Back in second grade, Harvey and I made a list of the places we loved best. At the top of mine was the library. I couldn't imagine a better life than one that offered story time at all hours of the day. His favorite spot was my dinner table. He wasn't used to sit-down meals, and he said he liked that we always had edectible appetizers. That's how it was written on the paper: "edectible," which was a hybrid of "edible" and "delectable" I think. My mom kept the list when she found it in my backpack that night, and we still have it. Fortunately, she doesn't know that eight years later, Harvey tried kissing me in the library. Our teenage angst had dominated a rather uneventful Friday night and driven us through the lower level windows, cracking a pane of glass when the latch slipped and the window fell. It made us nervous, and we regretted our rash decision, but I laughed and pressed into the gloom of the vacated basement. Harvey followed me. We ate cookies from the refrigerator and crawled into the children's nook. I took off my shoes, and Harvey said the blue of my toenail polish matched my eyes. The insinuation of his comment made me uncomfortable, so I turned away and stared at the wall. He threw a pillow at my head and when I pulled it off he was inches from me. I jumped up. "Harvey."
"I thought you said nothing could go wrong in the library."
"What?" I said.
"You used to say that the library was a magic place that allowed only good things to happen."
"Harvey."
"You said it." His eyes looked like full clouds just before a good rain.
"Have a cookie," I said, offering him the sleeve of Oreos.
That made him mad.
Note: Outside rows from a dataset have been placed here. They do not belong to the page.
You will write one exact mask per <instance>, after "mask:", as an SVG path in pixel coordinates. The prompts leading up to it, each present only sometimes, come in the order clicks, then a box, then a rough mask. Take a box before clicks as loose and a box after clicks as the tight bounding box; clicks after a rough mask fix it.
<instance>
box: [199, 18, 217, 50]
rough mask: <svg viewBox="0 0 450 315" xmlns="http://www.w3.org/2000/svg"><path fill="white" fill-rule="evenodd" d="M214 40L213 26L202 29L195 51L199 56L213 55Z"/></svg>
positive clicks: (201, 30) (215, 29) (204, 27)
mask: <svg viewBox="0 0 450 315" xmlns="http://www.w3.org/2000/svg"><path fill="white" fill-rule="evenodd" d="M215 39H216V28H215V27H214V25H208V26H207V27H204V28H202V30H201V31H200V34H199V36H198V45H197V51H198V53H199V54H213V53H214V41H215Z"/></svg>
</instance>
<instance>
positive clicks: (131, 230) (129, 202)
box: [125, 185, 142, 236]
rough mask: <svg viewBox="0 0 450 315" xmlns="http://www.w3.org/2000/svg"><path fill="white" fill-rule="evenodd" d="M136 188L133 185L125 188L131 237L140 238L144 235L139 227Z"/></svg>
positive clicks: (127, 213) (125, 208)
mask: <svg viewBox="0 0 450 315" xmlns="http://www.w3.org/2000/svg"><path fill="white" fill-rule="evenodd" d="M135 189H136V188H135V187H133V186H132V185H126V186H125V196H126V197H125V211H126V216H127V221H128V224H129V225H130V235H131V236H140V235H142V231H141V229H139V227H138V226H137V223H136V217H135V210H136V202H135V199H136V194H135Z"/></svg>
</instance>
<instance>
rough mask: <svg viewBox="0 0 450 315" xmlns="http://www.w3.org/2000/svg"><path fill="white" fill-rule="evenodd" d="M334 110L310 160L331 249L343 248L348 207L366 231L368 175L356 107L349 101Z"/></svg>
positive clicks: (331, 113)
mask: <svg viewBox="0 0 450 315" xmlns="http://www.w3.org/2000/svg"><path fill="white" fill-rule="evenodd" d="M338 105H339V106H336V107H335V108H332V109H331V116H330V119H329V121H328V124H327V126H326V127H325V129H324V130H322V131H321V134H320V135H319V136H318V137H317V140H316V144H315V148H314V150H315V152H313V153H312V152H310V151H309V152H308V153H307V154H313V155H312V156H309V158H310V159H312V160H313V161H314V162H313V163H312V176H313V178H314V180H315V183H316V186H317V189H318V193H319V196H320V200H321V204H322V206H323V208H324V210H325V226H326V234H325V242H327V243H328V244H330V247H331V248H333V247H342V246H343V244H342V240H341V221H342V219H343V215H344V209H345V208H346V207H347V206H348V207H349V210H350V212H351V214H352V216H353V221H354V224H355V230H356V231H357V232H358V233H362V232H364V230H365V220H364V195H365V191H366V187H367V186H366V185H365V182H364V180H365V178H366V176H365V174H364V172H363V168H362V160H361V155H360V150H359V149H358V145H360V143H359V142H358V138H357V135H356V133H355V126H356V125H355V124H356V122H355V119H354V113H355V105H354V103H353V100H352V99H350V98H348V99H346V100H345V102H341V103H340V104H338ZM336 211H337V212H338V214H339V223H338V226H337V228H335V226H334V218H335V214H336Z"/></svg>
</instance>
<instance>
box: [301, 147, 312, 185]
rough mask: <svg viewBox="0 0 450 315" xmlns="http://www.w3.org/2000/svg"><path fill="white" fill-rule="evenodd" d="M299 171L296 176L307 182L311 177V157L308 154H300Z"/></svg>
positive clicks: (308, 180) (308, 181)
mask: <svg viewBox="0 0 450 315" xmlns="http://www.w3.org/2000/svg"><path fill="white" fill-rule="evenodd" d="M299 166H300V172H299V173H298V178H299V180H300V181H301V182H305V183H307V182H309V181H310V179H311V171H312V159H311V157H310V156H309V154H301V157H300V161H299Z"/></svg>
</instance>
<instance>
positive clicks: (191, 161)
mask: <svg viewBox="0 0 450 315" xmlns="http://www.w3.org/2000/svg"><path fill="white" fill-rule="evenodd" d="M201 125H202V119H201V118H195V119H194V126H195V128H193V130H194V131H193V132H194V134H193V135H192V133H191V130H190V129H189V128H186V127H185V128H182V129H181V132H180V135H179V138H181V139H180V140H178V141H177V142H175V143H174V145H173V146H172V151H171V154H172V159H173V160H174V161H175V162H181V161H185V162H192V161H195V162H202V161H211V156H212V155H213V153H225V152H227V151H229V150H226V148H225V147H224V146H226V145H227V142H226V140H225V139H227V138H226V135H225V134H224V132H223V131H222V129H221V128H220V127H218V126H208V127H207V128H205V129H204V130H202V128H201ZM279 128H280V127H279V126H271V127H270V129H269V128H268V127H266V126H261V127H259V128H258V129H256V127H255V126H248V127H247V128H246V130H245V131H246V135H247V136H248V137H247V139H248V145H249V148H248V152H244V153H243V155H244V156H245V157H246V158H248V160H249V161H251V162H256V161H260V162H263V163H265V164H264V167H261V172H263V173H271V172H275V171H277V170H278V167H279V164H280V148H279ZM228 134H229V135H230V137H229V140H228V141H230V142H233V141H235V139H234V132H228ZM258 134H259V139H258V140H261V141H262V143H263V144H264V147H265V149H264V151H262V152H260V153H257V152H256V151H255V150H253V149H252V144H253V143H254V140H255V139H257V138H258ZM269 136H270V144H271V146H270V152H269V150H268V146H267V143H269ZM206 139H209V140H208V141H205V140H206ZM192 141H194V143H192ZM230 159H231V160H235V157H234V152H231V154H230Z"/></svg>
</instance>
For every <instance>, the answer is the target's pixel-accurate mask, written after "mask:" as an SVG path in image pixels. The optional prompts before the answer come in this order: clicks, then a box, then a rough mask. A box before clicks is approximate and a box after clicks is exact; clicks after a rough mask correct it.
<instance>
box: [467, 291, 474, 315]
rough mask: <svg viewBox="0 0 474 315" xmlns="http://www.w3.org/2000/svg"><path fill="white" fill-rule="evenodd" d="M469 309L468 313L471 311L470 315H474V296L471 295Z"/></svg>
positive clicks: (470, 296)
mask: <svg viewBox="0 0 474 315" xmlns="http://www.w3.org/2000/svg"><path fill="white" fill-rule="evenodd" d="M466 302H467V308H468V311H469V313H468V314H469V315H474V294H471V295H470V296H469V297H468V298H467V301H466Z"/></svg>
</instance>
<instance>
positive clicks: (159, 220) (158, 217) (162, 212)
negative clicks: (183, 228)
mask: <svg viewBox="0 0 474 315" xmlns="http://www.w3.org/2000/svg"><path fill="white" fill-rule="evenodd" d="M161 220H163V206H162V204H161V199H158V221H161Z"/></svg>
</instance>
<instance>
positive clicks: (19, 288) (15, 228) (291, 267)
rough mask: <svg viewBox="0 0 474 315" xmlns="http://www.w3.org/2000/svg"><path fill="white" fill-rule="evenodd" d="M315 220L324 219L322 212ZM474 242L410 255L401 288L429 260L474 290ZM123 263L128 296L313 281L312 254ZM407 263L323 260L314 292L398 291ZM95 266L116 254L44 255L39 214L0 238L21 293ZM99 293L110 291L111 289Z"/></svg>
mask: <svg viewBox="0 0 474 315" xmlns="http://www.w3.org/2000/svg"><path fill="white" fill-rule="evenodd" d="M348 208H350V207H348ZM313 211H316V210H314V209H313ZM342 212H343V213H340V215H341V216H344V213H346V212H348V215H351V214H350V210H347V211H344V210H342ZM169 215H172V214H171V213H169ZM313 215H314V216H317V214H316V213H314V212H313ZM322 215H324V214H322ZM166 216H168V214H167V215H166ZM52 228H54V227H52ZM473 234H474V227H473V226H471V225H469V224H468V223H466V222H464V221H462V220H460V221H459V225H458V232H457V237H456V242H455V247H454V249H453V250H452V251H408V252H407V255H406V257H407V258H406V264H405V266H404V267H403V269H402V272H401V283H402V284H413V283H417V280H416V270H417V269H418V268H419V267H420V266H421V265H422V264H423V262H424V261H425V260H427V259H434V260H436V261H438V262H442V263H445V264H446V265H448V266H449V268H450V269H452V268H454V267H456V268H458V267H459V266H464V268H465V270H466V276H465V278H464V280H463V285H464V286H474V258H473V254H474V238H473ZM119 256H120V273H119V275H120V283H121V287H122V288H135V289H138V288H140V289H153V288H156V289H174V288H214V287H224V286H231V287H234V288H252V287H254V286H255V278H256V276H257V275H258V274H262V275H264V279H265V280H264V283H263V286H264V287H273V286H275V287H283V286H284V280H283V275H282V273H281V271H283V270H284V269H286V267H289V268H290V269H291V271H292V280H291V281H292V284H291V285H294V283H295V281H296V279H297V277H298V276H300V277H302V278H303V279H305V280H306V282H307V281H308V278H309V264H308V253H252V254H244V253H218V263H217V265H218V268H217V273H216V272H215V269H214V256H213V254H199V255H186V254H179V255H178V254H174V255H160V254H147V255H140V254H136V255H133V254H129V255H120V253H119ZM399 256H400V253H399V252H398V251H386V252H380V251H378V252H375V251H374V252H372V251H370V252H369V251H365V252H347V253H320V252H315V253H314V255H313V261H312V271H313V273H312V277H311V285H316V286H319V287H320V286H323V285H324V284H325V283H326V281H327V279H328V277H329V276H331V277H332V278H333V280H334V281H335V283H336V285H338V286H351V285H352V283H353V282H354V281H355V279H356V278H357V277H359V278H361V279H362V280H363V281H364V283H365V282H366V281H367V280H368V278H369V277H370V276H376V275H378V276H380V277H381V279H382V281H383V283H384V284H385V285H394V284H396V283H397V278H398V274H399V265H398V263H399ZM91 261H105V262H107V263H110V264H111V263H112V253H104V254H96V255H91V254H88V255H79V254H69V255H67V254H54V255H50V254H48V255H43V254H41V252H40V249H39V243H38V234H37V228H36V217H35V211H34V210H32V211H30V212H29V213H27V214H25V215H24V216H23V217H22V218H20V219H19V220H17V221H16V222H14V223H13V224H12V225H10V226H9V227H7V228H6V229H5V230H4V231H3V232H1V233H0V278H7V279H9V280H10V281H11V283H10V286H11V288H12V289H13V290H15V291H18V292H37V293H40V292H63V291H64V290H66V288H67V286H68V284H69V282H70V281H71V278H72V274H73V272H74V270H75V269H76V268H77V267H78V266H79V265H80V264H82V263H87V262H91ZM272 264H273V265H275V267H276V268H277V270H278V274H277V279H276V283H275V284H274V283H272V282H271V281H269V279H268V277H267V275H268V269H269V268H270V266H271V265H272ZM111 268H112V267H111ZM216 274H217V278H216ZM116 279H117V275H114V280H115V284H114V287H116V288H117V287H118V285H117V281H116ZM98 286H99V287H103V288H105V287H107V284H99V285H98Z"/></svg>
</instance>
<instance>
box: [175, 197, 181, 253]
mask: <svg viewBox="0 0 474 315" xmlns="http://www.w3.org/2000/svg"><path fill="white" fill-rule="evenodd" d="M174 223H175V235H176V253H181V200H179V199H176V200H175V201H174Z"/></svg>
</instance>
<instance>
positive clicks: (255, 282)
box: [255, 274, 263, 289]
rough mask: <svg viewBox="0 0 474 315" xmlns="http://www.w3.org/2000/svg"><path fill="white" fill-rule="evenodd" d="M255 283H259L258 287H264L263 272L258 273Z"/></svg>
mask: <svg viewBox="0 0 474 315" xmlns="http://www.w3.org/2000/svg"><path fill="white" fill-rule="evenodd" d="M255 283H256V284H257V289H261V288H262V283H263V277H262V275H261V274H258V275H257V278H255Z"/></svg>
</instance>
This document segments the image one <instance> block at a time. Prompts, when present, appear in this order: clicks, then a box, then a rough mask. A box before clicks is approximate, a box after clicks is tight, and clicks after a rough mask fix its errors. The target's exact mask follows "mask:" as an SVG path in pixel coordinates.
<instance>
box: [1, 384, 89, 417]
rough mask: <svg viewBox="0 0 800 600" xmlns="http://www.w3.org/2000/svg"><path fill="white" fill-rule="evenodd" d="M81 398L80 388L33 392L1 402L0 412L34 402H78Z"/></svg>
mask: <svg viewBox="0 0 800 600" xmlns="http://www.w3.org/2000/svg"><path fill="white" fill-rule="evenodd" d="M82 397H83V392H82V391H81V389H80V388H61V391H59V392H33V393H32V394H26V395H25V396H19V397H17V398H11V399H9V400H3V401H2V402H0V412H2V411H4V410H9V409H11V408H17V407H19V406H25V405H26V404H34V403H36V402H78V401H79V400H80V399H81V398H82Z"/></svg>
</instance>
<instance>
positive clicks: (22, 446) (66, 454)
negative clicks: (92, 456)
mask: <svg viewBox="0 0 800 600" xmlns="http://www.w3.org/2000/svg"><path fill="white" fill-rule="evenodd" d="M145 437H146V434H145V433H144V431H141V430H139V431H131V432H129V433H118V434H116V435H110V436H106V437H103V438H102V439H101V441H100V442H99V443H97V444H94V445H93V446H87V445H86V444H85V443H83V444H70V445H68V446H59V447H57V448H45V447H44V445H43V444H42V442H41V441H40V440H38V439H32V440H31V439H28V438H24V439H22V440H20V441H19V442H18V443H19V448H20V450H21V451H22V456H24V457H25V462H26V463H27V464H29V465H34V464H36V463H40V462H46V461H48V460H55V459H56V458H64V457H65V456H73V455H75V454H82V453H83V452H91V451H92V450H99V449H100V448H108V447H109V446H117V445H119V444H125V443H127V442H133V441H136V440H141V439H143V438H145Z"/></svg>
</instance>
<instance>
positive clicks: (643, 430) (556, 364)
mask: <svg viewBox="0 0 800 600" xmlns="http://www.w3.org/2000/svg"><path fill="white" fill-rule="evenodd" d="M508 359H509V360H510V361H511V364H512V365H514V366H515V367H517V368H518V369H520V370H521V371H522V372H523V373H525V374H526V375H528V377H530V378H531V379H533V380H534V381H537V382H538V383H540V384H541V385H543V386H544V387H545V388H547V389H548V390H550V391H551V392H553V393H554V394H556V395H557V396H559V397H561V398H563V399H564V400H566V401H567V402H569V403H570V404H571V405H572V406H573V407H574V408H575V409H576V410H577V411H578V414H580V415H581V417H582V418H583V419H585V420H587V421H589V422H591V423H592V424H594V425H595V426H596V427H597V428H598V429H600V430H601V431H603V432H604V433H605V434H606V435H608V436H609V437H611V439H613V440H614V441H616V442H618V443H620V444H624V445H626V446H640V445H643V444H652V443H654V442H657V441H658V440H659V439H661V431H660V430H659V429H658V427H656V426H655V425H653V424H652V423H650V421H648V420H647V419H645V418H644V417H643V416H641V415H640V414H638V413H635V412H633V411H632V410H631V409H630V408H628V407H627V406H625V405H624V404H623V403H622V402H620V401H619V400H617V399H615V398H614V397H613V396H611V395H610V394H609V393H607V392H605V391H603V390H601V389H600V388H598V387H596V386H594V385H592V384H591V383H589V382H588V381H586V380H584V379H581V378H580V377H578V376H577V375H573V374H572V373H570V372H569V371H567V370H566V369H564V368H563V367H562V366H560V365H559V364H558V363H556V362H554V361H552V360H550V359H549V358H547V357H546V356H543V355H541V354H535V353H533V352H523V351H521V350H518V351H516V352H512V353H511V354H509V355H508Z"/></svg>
He got up and clambered back out the window. I didn't want to follow him, so I waited and waited until I fell asleep on the cushions. It was after midnight when Mom called. In the car, she asked where Harvey was. "At home, probably," I said.
"Weren't you with him?" She seemed amused. "Don't get that boy into any more trouble. He's got a tough enough life as it is." What she meant was that he wasn't popular.
"Everyone at school thinks he's hot," I said. "You should see him without a shirt on."
"Ali." She grimaced, and we didn't talk about it again.